Print

Print


As explained in the last paragraph of 
http://www.loc.gov/catdir/cpso/romanization/persian.pdf :

"In romanizing Persian, the Library of Congress has found it necessary 
to consult dictionaries as an appendage to the romanization tables, 
primarily for the purpose of supplying vowels. For Persian, the 
principal dictionary consulted is:

M. Muʼīn.
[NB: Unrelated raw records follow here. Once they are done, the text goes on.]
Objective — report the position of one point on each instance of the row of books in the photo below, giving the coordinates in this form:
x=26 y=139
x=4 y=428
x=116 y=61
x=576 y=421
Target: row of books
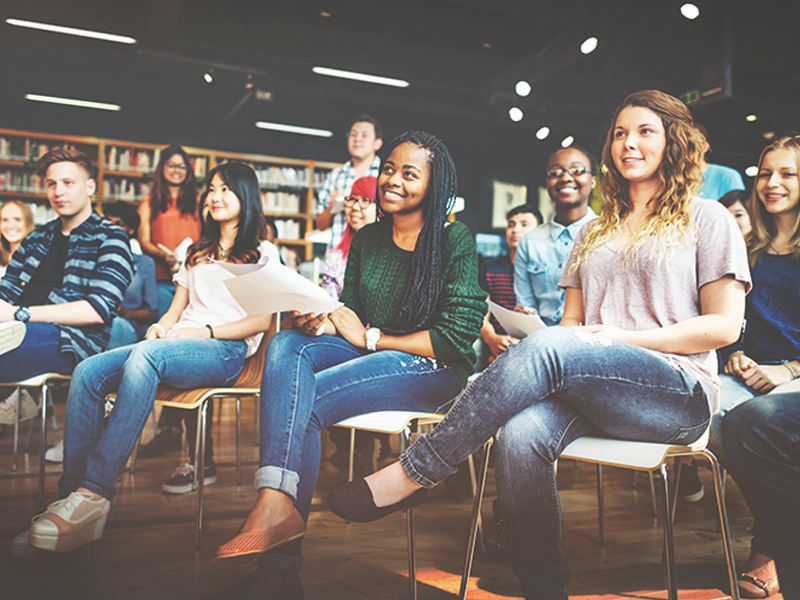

Farhang-i Fārsī-i mutavassit."

That is, any algorithm for romanizing Persian would need to not only map 
from Persian letters to roman ones but also to look up the word in a 
digital form of this dictionary in order to know what vowels to insert. 
  The digital dictionary doesn't actually need to be transliterated; 
that is, instead of doing this:

original ==> transliterated without vowels ==> transliterated with 
vowels ("romanized")

you can instead do this:

original ==> Persian letters with vowels ==> transliterated with vowels 
("romanized")

which would allow your dictionary to use the original form as the input.

As Jane indicates, Persian and Hebrew both often omit vowels in the 
original, yet they are always supplied in romanization.  Since 
dictionary lookups are not always perfect (especially with proper 
names), a human will likely have to tweak the vowels.  The 
transliteration table also discusses when to capitalize the words in the 
romanized form: something else that will be quite difficult to code.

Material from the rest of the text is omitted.